What is not spoken may tell as much as, if not more than, that what is spoken. How can we sense the message conveyed through silence? By considering three things: context; (missing) content; and cause 

Let’s apply this three-step approach to the Bhagavad-gita and explore the message it conveys through silence:

Context: The Gita is spoken on a battlefield to the powerful warrior, Arjuna, who was unwilling to fight (01.46) — and it concludes with Arjuna ready to fight (18.73). 

(Missing) content: A message meant to get someone to fight would naturally contain the key reasons for the fight. In the Gita’s context, such reasons would include the atrocities committed by the opponents, the Kauravas, against Arjuna’s loved ones — especially egregious was their attempt to disrobe Draupadi in the royal assembly.
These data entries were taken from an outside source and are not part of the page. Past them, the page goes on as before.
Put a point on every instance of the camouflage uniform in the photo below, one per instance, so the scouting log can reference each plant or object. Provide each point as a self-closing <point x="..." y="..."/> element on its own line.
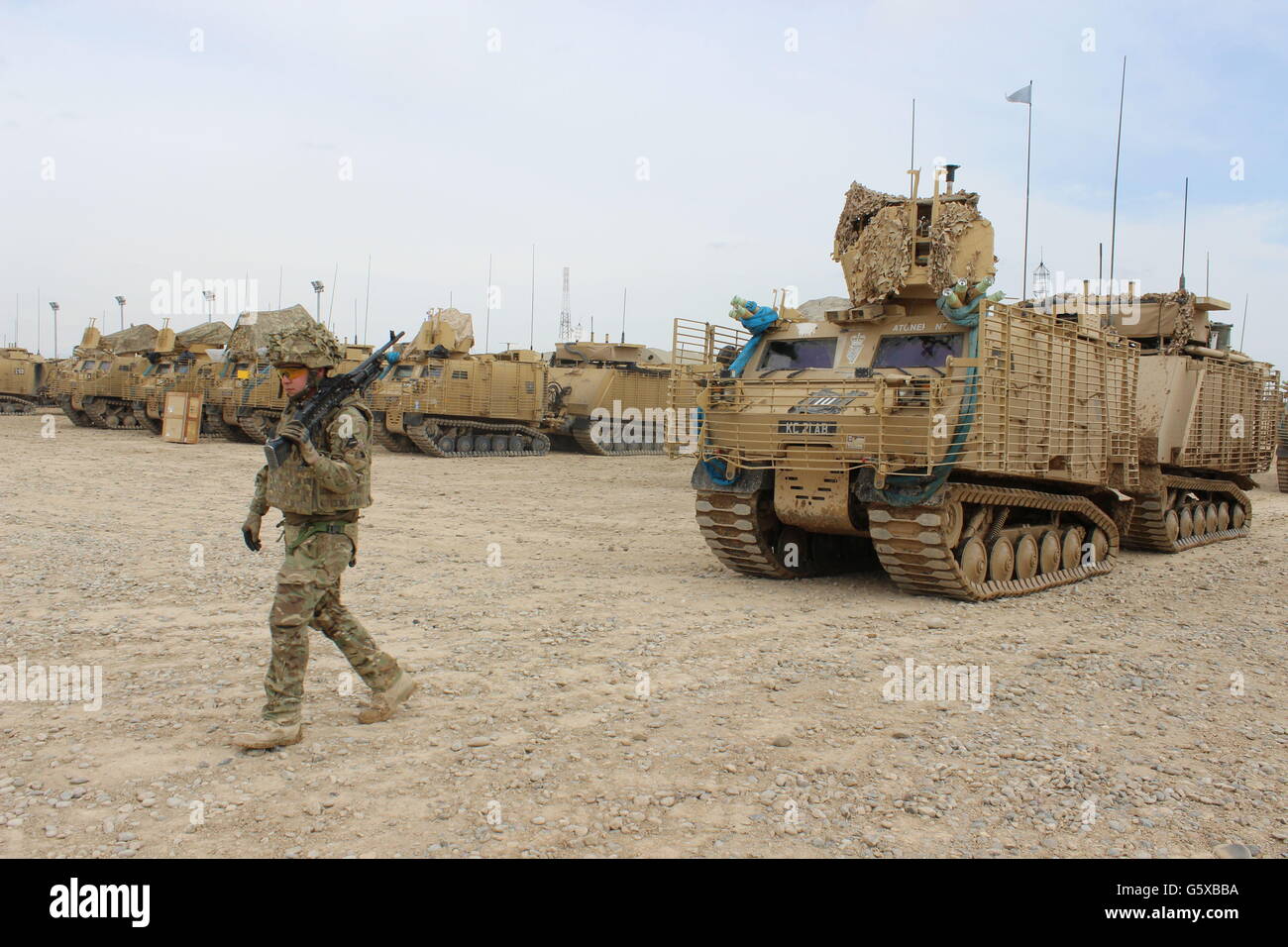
<point x="321" y="504"/>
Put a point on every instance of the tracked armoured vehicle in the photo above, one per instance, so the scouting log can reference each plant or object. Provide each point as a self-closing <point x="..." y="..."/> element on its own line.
<point x="442" y="401"/>
<point x="180" y="363"/>
<point x="606" y="398"/>
<point x="1207" y="418"/>
<point x="975" y="450"/>
<point x="246" y="399"/>
<point x="93" y="388"/>
<point x="24" y="380"/>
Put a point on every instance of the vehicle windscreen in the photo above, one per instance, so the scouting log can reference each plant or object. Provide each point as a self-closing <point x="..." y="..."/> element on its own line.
<point x="799" y="354"/>
<point x="915" y="351"/>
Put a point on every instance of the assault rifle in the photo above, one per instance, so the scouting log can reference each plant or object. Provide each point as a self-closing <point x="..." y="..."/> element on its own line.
<point x="331" y="392"/>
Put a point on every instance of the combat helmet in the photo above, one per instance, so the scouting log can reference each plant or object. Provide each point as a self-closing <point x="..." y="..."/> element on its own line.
<point x="310" y="346"/>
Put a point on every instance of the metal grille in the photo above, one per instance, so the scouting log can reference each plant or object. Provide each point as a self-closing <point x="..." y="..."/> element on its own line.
<point x="1046" y="397"/>
<point x="1233" y="427"/>
<point x="695" y="350"/>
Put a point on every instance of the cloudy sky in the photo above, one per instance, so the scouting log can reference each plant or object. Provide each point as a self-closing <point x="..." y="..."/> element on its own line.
<point x="683" y="153"/>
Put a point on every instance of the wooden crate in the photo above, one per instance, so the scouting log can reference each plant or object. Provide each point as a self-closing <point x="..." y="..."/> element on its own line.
<point x="180" y="420"/>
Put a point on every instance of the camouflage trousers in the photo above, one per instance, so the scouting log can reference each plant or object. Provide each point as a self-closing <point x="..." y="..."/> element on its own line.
<point x="308" y="595"/>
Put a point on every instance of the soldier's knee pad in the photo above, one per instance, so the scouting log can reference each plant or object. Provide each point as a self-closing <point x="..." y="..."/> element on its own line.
<point x="292" y="605"/>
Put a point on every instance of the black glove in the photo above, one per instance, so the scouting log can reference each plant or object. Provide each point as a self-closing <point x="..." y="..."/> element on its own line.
<point x="250" y="532"/>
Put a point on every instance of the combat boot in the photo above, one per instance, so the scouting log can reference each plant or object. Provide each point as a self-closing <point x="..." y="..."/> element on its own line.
<point x="382" y="703"/>
<point x="268" y="736"/>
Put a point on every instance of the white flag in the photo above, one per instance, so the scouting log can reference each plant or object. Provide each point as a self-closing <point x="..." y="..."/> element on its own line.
<point x="1021" y="95"/>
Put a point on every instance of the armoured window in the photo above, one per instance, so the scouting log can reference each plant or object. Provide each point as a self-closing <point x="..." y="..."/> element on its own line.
<point x="799" y="354"/>
<point x="915" y="351"/>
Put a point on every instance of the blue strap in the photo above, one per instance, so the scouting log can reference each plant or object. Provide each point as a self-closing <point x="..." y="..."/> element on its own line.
<point x="756" y="321"/>
<point x="913" y="491"/>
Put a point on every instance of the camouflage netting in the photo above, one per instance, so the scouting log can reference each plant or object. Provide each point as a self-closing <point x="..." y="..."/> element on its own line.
<point x="874" y="224"/>
<point x="209" y="334"/>
<point x="816" y="309"/>
<point x="1176" y="309"/>
<point x="312" y="346"/>
<point x="130" y="341"/>
<point x="253" y="329"/>
<point x="956" y="213"/>
<point x="454" y="330"/>
<point x="861" y="205"/>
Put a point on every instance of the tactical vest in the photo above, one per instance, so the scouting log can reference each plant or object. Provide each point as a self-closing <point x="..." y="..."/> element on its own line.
<point x="294" y="486"/>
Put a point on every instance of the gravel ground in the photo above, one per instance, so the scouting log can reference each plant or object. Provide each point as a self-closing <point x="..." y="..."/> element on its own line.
<point x="608" y="688"/>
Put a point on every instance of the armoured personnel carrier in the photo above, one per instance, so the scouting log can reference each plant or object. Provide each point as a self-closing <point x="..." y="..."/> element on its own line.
<point x="1207" y="418"/>
<point x="606" y="398"/>
<point x="94" y="386"/>
<point x="24" y="380"/>
<point x="438" y="398"/>
<point x="246" y="399"/>
<point x="975" y="449"/>
<point x="180" y="363"/>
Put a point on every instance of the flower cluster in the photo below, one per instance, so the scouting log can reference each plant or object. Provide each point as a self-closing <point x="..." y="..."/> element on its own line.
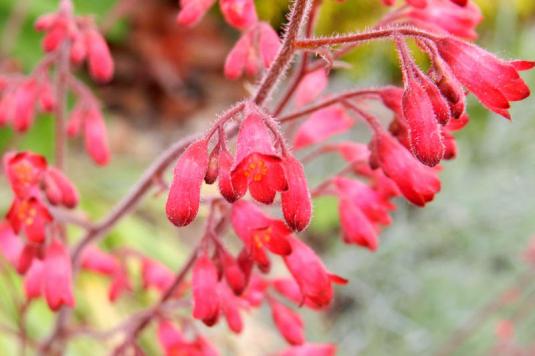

Yet the whole Gita contains not one reference to any of these. 

Cause: The Gita’s silence points strongly to its central purpose: the Gita was spoken not merely to somehow get Arjuna to fight; it was spoken to share universal principles of living  that would apply not just to Arjuna but to all of humanity for all time to come. That those principles required Arjuna to fight was only circumstantial — a call to arms is by no means the Gita’s core message. By thus appreciating its purpose, we can avoid the pitfall of reducing the Gita to a justification for violence. 

One-sentence summary:

Silence can be telling — it just tells quietly. 

Think it over:

  • How can we sense the message conveyed by silence?
  • What is the Gita silent about? 
  • What does this silence tell?

***

01.46: Sanjaya said: Arjuna, having thus spoken on the battlefield, cast aside his bow and arrows and sat down on the chariot, his mind overwhelmed with grief.